A. Dataset:

We use 2 datasets: Singapore Changi Airport Passenger Volume and GDP.

Our goal is to forecast monthly passenger traffic, aircraft arrivals and departures at Singapore Changi Airport and see how GDP is correlated with the number of passengers at the airport.

Link to original dataset: Civil Aircraft Arrivals, Departures, Passengers And Mail, Changi Airport, Monthly-Data.gov.sg

Raw Data:

Singapore Changi Airport Dataset

originalpassenger.csv

Untitled

GDP dataset

originalgdp.csv

Untitled

This dataset has 975 rows and 3 columns

It contains total number of aircraft arrivals and departures as well as total number of passengers for the month over the months from January 1980 to July 2020.

However, each month is duplicated because the second column contains both number of arrivals - departures AND number of passengers.

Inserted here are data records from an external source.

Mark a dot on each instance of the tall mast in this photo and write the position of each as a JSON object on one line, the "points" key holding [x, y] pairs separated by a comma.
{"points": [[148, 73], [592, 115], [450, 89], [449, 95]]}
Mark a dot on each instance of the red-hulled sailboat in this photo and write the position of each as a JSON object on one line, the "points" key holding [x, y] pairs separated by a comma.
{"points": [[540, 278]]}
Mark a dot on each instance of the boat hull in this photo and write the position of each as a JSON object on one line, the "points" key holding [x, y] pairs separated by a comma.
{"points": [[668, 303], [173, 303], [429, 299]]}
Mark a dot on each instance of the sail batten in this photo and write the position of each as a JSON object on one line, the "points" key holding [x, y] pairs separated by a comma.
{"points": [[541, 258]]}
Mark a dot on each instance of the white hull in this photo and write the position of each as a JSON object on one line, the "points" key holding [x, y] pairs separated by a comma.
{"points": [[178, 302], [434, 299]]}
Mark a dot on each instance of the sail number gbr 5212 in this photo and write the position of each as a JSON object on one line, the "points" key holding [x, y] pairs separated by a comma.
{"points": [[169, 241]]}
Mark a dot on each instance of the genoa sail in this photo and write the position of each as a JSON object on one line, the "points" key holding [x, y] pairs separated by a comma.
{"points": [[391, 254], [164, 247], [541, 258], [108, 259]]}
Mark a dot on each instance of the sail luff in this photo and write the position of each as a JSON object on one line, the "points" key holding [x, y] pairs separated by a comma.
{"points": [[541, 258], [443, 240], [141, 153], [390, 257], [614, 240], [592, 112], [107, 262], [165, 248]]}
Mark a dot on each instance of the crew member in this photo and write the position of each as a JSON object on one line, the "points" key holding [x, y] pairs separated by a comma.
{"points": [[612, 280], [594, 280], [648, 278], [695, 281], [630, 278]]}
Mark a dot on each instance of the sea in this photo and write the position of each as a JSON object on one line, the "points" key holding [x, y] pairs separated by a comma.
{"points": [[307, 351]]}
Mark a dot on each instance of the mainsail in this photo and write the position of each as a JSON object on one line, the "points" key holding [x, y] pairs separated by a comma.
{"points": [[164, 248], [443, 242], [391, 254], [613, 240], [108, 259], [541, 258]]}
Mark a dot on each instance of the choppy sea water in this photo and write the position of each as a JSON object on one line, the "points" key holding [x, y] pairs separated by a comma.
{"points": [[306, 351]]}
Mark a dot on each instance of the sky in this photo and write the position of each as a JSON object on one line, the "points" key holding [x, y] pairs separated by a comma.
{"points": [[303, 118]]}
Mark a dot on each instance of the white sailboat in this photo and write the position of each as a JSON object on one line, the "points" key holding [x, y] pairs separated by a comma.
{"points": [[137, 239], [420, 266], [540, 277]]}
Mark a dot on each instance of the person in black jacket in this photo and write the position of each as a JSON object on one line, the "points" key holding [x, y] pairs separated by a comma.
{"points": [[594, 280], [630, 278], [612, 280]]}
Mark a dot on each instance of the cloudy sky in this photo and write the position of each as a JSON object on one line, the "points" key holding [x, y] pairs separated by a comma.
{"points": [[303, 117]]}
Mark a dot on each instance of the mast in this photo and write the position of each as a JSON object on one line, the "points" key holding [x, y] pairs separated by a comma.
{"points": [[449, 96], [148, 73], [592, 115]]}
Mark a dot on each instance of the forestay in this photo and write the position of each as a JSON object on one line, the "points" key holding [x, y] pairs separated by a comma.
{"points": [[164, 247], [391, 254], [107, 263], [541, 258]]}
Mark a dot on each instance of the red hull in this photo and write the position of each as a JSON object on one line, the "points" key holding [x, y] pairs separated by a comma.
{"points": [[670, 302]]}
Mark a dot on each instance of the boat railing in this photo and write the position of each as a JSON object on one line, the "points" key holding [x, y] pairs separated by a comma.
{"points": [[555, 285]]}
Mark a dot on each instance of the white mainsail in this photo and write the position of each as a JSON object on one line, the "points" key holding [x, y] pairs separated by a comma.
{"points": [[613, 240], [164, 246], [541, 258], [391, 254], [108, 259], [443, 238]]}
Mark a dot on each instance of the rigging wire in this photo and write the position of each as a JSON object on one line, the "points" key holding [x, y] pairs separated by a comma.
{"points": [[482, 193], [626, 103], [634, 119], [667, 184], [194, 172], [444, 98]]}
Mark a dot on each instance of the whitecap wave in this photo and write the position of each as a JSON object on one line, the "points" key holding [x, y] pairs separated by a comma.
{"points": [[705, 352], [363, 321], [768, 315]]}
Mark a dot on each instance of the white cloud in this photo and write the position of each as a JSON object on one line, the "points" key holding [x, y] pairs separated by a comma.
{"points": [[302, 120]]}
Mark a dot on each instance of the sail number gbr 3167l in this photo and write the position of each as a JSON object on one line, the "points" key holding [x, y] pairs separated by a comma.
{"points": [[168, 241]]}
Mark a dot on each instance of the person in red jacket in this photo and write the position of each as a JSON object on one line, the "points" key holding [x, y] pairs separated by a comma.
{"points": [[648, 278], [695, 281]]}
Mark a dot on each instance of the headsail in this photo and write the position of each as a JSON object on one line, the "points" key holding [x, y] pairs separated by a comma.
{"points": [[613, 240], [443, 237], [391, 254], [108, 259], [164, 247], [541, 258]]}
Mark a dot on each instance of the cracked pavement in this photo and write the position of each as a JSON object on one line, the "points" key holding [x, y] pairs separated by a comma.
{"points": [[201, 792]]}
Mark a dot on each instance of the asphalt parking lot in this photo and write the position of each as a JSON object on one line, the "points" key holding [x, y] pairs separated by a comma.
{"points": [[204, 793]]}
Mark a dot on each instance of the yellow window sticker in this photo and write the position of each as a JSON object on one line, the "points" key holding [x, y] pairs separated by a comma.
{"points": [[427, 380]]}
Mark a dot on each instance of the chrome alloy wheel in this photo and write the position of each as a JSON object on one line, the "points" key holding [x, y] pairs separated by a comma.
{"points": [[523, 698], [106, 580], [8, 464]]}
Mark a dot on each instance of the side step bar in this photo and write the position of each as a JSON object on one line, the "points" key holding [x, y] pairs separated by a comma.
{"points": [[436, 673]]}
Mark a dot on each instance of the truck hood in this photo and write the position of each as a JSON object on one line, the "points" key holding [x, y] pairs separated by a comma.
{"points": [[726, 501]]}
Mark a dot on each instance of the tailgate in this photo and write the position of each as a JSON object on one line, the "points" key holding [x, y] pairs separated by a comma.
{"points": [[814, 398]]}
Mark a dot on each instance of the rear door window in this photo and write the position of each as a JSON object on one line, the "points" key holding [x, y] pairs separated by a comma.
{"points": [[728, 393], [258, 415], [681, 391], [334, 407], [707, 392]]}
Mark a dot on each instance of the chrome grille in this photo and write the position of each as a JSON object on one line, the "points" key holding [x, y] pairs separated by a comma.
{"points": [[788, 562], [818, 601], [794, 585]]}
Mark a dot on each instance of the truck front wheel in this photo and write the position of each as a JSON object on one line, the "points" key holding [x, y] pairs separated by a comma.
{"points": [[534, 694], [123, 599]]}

→ therefore, we need to extract "total passengers" and paste it into a new column

This dataset shows GDP of different countries from 1960 to 2020.

But we only need Singapore GDP, so we will extract that data into a new csv file.

Processed Data:

Passengers.csv

Untitled

As mentioned above, we extract the values of passengers each month and paste them into a new column. This is done through an excel formula that only inputs the total passengers' value and leaves an NA value where total aircraft arrivals and departures are listed. We then used R to remove the middle columns and NA values.


The second dataset that we are analyzing is Singapore GDP.

GDP.csv

Untitled

As mentioned above, we only needed Singapore GDP, so we extracted that data for Singapore GDP while removing every other countries data into a new Excel Sheet and named it "GDP.csv"

It has 62 rows, showing GDP from 1960 - 2020

To do this we transpose the rows to columns as well making it easier to insert into R for analysis

B. Passenger Dataset:

The very first thing that we did with the data after we loaded into R was converting it to a time series. Doing this allowed us to create graphs in order to see if there was seasonality, trends, and outliers in the data. What we found was that the data had both seasonality and an overall upward trend. We also found that there was quite a big dip in the number of airport passengers around 2005 and obviously because of covid in 2020. After converting the data into a time series we created a few models. The first models that we created were the ANN, MNN, AAN, MAN, MMN, AAA, MAA, MAM, MMM models. We then compared these models based on AIC and found that the best model according to AIC ws the AAA model, or Holt Winters additive. Then we did model selection based on MAE, and found that the best model based off of MAE was the Holt Winters multiplicative. Both of these models performed well however the Holt Winters multiplicative did perform better than the additive. The chart that plots both of these forecasts can be seen below.

Screen Shot 2021-11-27 at 3.42.55 PM.png

After we created these forecasts we then created an error analysis for the 2 forecasts. The error analysis based on MAE also supports the fact that the Holt winters Multiplicative performed better, the additive had an error of 214440.1 and the multiplicative had an error of 179400.6. The next error analysis we performed was RMSE and again the multiplicative model had a better RMSE with 423246.3, compared to 480556.3 that the additive model had.